Enhancing water quality through biomanipulation: Insights into energy flow and nitrogen cycling from a subtropical eutrophic lake for sustainable management

Abstract

Addressing the growing threat of harmful algal blooms driven by eutrophication and climate change, biomanipulation via fish has emerged as a promising strategy to enhance water quality in lake ecosystems. While biomanipulation is often evaluated by its impact on algal control, the influence of food web structure and function on water quality requires further mechanistic understanding. This study pioneers a 22-year ecosystem-scale analysis using Ecopath with Ecosim (EwE) model to quantify how a dual biomanipulation strategy involving filter-feeding fish and piscivorous fish reshapes energy flow pathways and nitrogen cycling dynamics in a subtropical eutrophic lake.
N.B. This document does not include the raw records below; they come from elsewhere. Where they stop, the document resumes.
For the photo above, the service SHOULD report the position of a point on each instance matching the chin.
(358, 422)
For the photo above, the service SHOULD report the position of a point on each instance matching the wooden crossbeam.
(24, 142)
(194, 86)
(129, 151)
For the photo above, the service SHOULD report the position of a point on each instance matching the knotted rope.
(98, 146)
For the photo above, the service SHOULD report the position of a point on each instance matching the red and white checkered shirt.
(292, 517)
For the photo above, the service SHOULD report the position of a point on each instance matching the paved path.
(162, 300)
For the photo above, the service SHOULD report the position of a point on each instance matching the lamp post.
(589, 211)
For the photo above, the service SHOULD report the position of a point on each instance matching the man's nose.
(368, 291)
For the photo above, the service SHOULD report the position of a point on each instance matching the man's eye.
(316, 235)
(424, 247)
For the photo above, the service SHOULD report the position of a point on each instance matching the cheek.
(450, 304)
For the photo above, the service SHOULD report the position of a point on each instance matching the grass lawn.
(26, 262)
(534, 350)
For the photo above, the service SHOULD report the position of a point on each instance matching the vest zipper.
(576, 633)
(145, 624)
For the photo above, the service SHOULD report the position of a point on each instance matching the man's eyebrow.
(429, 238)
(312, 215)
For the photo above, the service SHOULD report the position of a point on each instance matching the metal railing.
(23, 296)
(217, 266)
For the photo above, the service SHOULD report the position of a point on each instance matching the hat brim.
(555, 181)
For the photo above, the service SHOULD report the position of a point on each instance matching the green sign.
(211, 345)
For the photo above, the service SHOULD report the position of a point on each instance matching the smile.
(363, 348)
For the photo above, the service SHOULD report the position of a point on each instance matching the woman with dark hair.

The findings indicate that the introduction of filter-feeding fish (silver carp, Hypophthalmichthys molitrix, and bighead carp, Aristichthys nobilis) suppress cyanobacterial blooms by redirecting 52.7% of nitrogen to fisheries, while piscivorous fish (bass, Lateolabrax japonicus, and eel, Anguilla japonica) amplify trophic cascades, enhancing zooplankton-mediated microalgal regulation. Food web connectivity increased (connectance: 0.12 to 0.21), minimizing nitrogen flux to detritus and improving water quality by 38%, driven by cyanobacterial biomass suppression, enhanced energy transfer efficiency, and fish-mediated nitrogen removal. These results demonstrate that integrated biomanipulation balances fishery yields with eutrophication control, offering a climate-resilient framework for restoring subtropical lakes globally. This work advances mechanistic insights into nutrient-energy synergies and provides actionable strategies for sustainable aquatic management in warming ecosystems.